Your engineering team is working hard. Nobody’s slacking. Standups are full, Slack is active, PRs are flowing, sprints are completing on time.
A feature that should take three days still takes three weeks to reach a customer. Not because anyone is coasting — because the system around them rewards effort that’s visible over effort that matters.
Why Activity Wins ¶
What's on the performance review:
"Impact," "ownership," "collaboration," "technical excellence"
What leadership actually notices:
Always visible in Slack → "strong communicator"
Speaks up in every meeting → "has leadership presence"
Name on lots of PRs → "high output"
Lots of commits, lots of lines → "prolific"
Files tickets proactively → "takes initiative"
Joins every cross-team thread → "collaborative"

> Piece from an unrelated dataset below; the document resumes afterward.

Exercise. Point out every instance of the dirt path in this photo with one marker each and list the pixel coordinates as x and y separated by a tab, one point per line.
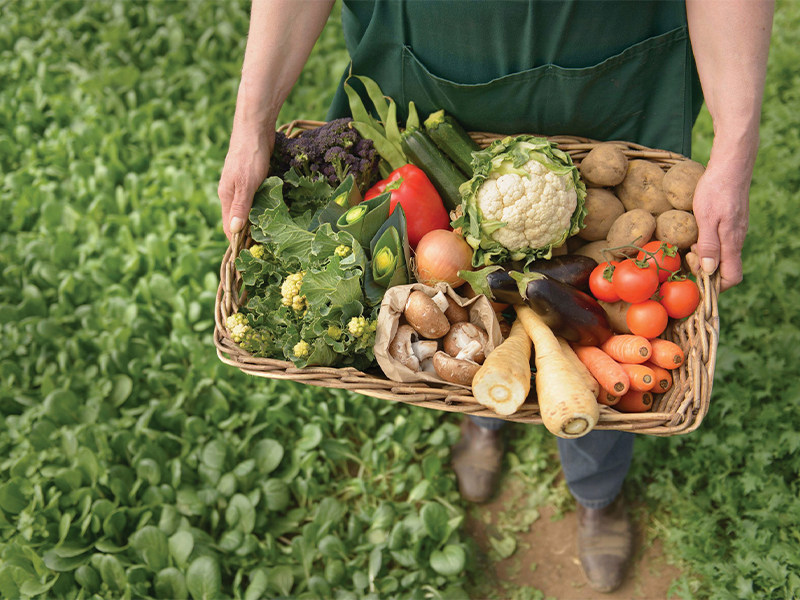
546	558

What leadership doesn't see:
Spent 3 days thinking through a hard design
Wrote 50 lines that saved the team 5,000
Said nothing in the meeting because nothing needed saying
Didn't file a ticket because they just fixed it
None of these signals are on any official rubric. They don’t have to be. They shape who gets called “high-performer” at calibration and who gets told to “increase visibility.” This isn’t because leaders are shallow — measuring individual progress is genuinely hard, and visible signals become proxies because better ones don’t exist yet. But developers figure out what gets rewarded fast — and like any adverse selection dynamic, visible work starts crowding out valuable work.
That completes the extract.